When it comes to treating HIV-positive patients with blood cancers, not all lymphomas are created equal, according to hematologists from USC.
Although physicians have treated all types of lymphomas in HIV/AIDS patients with the same drug regimens, researchers from the USC/Norris Comprehensive Cancer Center and Hospital said the drugs are significantly more effective in patients with diffuse large-cell lymphoma, or DLCL, than in patients with small non-cleaved, or SNC, lymphoma.
The findings, reported at the 46th annual meeting of the American Society of Hematology Dec. 6, suggest that researchers rethink the practice of using the same uniform treatment for everyone with AIDS-related lymphomas.
“Lymphoma is not one disease, but rather represents a group of over 30 different entities,” said Alexandra M. Levine, Distinguished Professor of Medicine, chief of hematology in the Keck School of Medicine of USC and medical director of the USC/Norris Cancer Hospital.
“Even lymphomas that were thought to be quite uniform and homogeneous are now recognized as being made up of different variations or sub-types. It will be important for scientists and physicians to recognize these various types, since optimal therapy in the future will probably differ for these sub-types of disease,” Levine said.
The USC hematologists reviewed records of more than 350 patients with the AIDS-related lymphomas treated at USC/Norris between 1982 and early 2004; 135 patients had SNC and 227 patients had DLCL.

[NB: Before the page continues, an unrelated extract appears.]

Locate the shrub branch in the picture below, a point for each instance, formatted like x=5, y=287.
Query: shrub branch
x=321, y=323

The researchers looked at cases occurring before the advent of highly active antiretroviral therapy, or HAART, in 1996, as well as after the introduction of the successful anti-HIV therapy. They saw 117 SNC cases and 143 DLCL cases before HAART, and 18 SNC and 84 DLCL cases after HAART.
Throughout the period, all lymphoma patients were treated for their cancers with one of two equivalent, common chemotherapy combinations: cyclophosphamide, vincristine, adriamycin and prednisone; or methotrexate, bleomycin, adriamycin, cyclophosphamide, vincristine and dexamethasone.

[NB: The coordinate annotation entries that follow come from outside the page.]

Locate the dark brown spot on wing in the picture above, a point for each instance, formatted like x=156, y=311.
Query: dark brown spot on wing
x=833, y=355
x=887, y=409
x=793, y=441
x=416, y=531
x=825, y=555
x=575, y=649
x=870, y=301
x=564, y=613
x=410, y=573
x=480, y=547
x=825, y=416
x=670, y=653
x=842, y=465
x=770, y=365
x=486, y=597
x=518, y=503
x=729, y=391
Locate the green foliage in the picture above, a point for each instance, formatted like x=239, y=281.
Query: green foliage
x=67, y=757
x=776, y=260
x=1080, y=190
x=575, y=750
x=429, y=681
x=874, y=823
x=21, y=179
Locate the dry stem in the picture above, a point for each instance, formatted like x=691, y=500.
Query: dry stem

USC/Norris researchers found that before HAART, overall survival of SNC and DLCL patients was about the same – about six or seven months. But after HAART, patients with DLCL began living significantly longer.

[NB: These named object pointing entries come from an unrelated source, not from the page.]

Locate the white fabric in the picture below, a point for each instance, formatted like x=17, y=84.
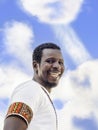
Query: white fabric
x=31, y=93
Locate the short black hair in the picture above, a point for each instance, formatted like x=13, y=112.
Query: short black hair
x=37, y=53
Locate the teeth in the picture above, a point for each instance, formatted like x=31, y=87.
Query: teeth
x=54, y=74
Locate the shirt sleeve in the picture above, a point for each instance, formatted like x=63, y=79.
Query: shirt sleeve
x=24, y=102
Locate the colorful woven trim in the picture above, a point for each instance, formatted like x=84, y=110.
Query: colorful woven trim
x=20, y=109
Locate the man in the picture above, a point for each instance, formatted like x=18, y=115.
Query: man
x=31, y=107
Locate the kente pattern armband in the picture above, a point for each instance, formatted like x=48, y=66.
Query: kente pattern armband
x=22, y=110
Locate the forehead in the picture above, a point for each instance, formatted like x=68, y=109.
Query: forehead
x=54, y=53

DLCL patients’ average survival time after HAART’s 1996 introduction was 38 months – more than six times as long as SNC patients’ average survival time of 5.6 months.
The researchers also found that SNC patients were more likely than DLCL patients to have secondary cancer in their bone marrow, liver and kidneys.
“Prior to the availability of effective treatment against HIV, patients with AIDS-related lymphoma often died of serious infections before they could receive adequate or optimal chemotherapy; the survival of these patients was quite short, in the range of only six months,” Levine said.
“Importantly, effective anti-HIV treatment has now allowed these patients to receive chemotherapy and to benefit from it.
“However, our study has shown that not all types of lymphoma are the same, and different treatments will be required to achieve optimal results in these individuals,” Levine said.
“We expect that our study will eventually serve to change the way in which patients with AIDS-related Burkitt lymphoma are treated.”